馬に乗った一団は、立派な鎧に身を包み見ただけで地位の高い騎士たちだと分かった。その中でもひときわ大きな大剣をかついだ男が聖騎士リオンのようだった。さらさらと風になびく金髪に優しそうな瞳、吟遊詩人が語りそうな整った顔立ち。村人たちでなくとも人気になりそうだった。
「リオン様。今日もご指導お願いいたします」
村人を代表してアルフレッドが頭をさげる。リオンはアルフレッドに頭をあげさせると配下の騎士たちに指導を命じた。きびきびとした様子で騎士たちは村人たちのほうへ散ってゆく。
「村のほうは異常ないか?」
「はい、ワンダニ村は御覧の通り平穏無事です。ただ、街道沿いで大農園を拓いていたモリエル夫妻や西のヨースタ村は魔物に襲われたらしくひどい有様です。危ないからうちの村に越してくるように言っていたのですが、故郷を捨てることはできないと……」
アルフレッドが声を詰まらせるとリオンは「君のせいじゃない。少なくともこの村が無事で嬉しいよ」と憂いを残したまま微笑んだ。
「あっ、それと昨日街道で神託の勇者様に助けられまして。この村に滞在していただいているのです」
「……神託の勇者? それはどこに?」
「あちらです」
アルフレッドがこちらを指さすとリオンは柔らかな表情で俺のもとにやって来た。
「あなたが神託の勇者ローラン様ですか?」
「仰々しい言い方をすればそうなります」
偽物ですとは言えないので、自然と苦笑いになるがリオンはそれを謙虚さだと見たのか。元来人が良いのか。黙ってうなずいた。
「では、それが聖剣ですか」
「見ますか?」
俺は腰から下げていた剣をリオンに差し出す。聖剣の紛い物とはいえ、この剣は見た目も切れ味も聖剣と等しい。唯一、違うところは神の加護を得られなかったことだ。そういう意味では俺もこの剣も同じである。
「良いのですか」
「どうぞ」
リオンは剣を鞘から抜き放つと、人差し指で刃に軽く触れた。それにもかかわらず彼の指先の皮はぱっくりと裂けて血が赤い玉になった。リオンは照れくさそうに笑うと剣を鞘におさめて俺に返した。
「流石の切れ味ですね」
「聖なるもの以外は切り裂く聖剣ですから」
「ローラン殿、帝都に直接向かわれなくて幸いでした」
「帝都に向かっていればなにか問題がありましたか?」
「いま、帝都は出入りを厳しく制限しているのです。魔族の侵入があり、帝都内で有力な貴族が殺される事件があり。犯人を帝都から出さないためと仲間を呼ばれないように二重の理由で限られた人だけが出入りできるのです。だから、ローラン殿がそのまま向かわれていれば、門前払いになっていたでしょう」
帝国の首都で魔族に貴族が殺されるとは大事件である。帝都は国境沿いの村よりもはるかに厳重な守りと監視下にあるというのに貴族が殺された。それは入り込んでいる魔族がよほどの手練れであることを示している。

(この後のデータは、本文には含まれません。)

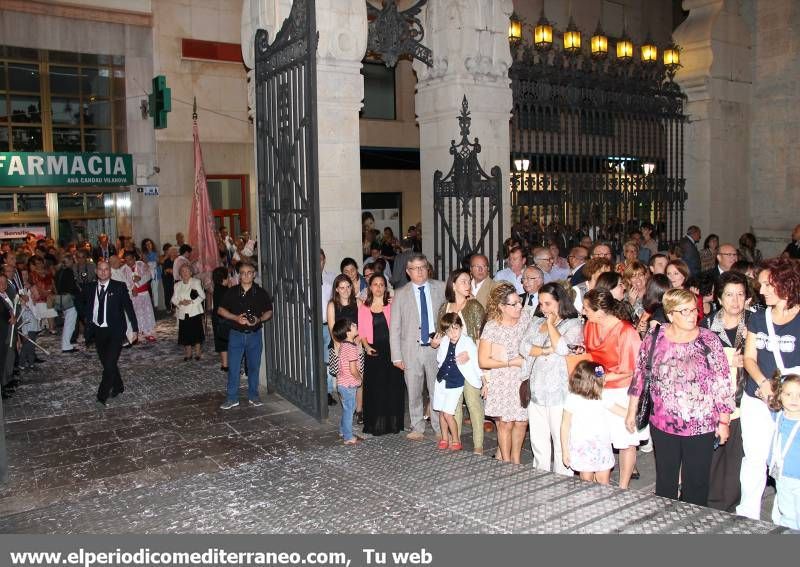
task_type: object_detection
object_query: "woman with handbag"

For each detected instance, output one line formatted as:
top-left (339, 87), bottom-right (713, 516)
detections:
top-left (520, 282), bottom-right (583, 476)
top-left (172, 264), bottom-right (206, 362)
top-left (736, 258), bottom-right (800, 519)
top-left (431, 270), bottom-right (486, 455)
top-left (701, 272), bottom-right (751, 512)
top-left (625, 289), bottom-right (735, 506)
top-left (360, 273), bottom-right (405, 435)
top-left (478, 282), bottom-right (531, 464)
top-left (54, 254), bottom-right (80, 353)
top-left (323, 271), bottom-right (363, 408)
top-left (583, 288), bottom-right (642, 488)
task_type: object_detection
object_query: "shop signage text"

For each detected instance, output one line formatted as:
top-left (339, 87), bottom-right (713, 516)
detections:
top-left (0, 152), bottom-right (133, 187)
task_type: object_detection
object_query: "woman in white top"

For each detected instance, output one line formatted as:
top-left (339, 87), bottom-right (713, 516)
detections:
top-left (172, 264), bottom-right (206, 362)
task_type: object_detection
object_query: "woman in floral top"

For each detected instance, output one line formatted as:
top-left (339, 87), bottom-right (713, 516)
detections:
top-left (625, 289), bottom-right (735, 506)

「ということはここでリオン殿に会えたのは僥倖というべきですね」
「ええ、私のほうで帝都にローラン殿の来訪を伝え、許可を取りましょう。しかし、今日は彼らの訓練をしなければなりません。少しお時間をいただきます」
リオンはアルフレッドたち村人のほうを嬉しそうに眺める。
「この村は豊かですね」
「ええ、それは彼らが自ら武器を持ち、故郷を守らんとするからです。いつも聞かれるんです。リオン様は次いつ来てくださるのですか? おれたちはもっと強くなりたいのです、と。帝都の衛兵でもここまで前向きではありません」
「だから、アルフレッドは今日、あなたが来ることを知っていたのですね」
「それくらい心待ちだったのでしょう。部下たちも最初は農民に教えるのは嫌がっていたのですが、彼らの熱意に打たれて今では教えることを楽しんでいます。こういうことを他の村でもできれば被害が減るのかもしれませんが、教えるということは時間がかかります。もっと時間と人がいれば、そう思うばかりです」
確かにリオンは良い人らしい。
「では、貴重な訓練の時間を俺とのお喋りで潰すのは申し訳ない。宿に戻っていますのでアルフレッドたちに稽古をつけてやってください」
俺はそう言ってリオンと別れると宿に戻り、寝台に倒れ込んだ。
頭が痛む。それは二日酔いとは別の痛みだ。嫌なことばかりの世界が嫌になった。